4-Epidoxycycline: an alternative to doxycycline to control gene expression in conditional mouse models.

Since the pioneering work by Gossen and Bujard in 1992 demonstrating the usefulness of the Escherichia coli derived tet resistance operon for regulating gene expression a large collection of doxycycline-controlled transgenic mice has been established. Gene switching in eukaryotic tissue culture cells or mice requires administration of tetracycline, anhydrotetracycline or doxycycline to efficiently inactivate the transactivator protein tTA (TET-OFF system) or alternatively to activate the reverse transactivator protein rtTA (TET-ON system). However, the antibiotic activity of doxycycline can create an imbalance of the intestinal flora, resulting in diarrhoea and in a smaller number of animals in colitis. Previous studies reported that 4-epidoxycycline (4-ED), a hepatic metabolite of doxycycline, does not function as an antibiotic in mice.
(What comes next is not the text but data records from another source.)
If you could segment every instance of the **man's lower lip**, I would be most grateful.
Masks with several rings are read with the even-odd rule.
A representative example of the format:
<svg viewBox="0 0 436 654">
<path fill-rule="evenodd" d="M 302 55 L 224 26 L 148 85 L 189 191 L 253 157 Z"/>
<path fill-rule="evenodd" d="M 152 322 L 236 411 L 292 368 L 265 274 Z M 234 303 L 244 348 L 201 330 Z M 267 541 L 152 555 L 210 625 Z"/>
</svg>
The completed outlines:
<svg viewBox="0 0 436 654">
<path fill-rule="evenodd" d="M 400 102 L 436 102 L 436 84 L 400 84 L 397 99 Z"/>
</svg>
This gave us the idea that 4-ED might be useful for controlling gene expression in mice without the unwanted antibiotic side effect. To study the applicability of 4-ED for control of gene expression we used cell lines expressing the oncogene HER2 under control of tTA (TET-OFF) as well as rtTA (TET-ON). 4-ED and doxycycline were similarly efficient in switching on or -off HER2 expression. In vivo we used a conditional mouse model that allows switching off HER2 in tumor tissue. We show that (i) doxycycline, 7.5mg/ml in drinking water (used as a positive control), (ii) 4-ED, 7.5mg/ml in drinking water, (iii) 4-ED, 10mg/kg body weight, s.c., and (iv) anhydrotetracycline, 10mg/kg, s.c. (used as a second positive control), were similarly efficient. Using mice with tumor volumes of 1.6cm(3) all four schedules led to a tumor remission of more than 95% within 7 days. In conclusion, 4-ED is similarly efficient as doxycycline to control gene expression in vitro and in mice. Since 4-ED lacks the antibiotic activity of doxycycline it may help to avoid adverse side effects and selection of resistant bacteria.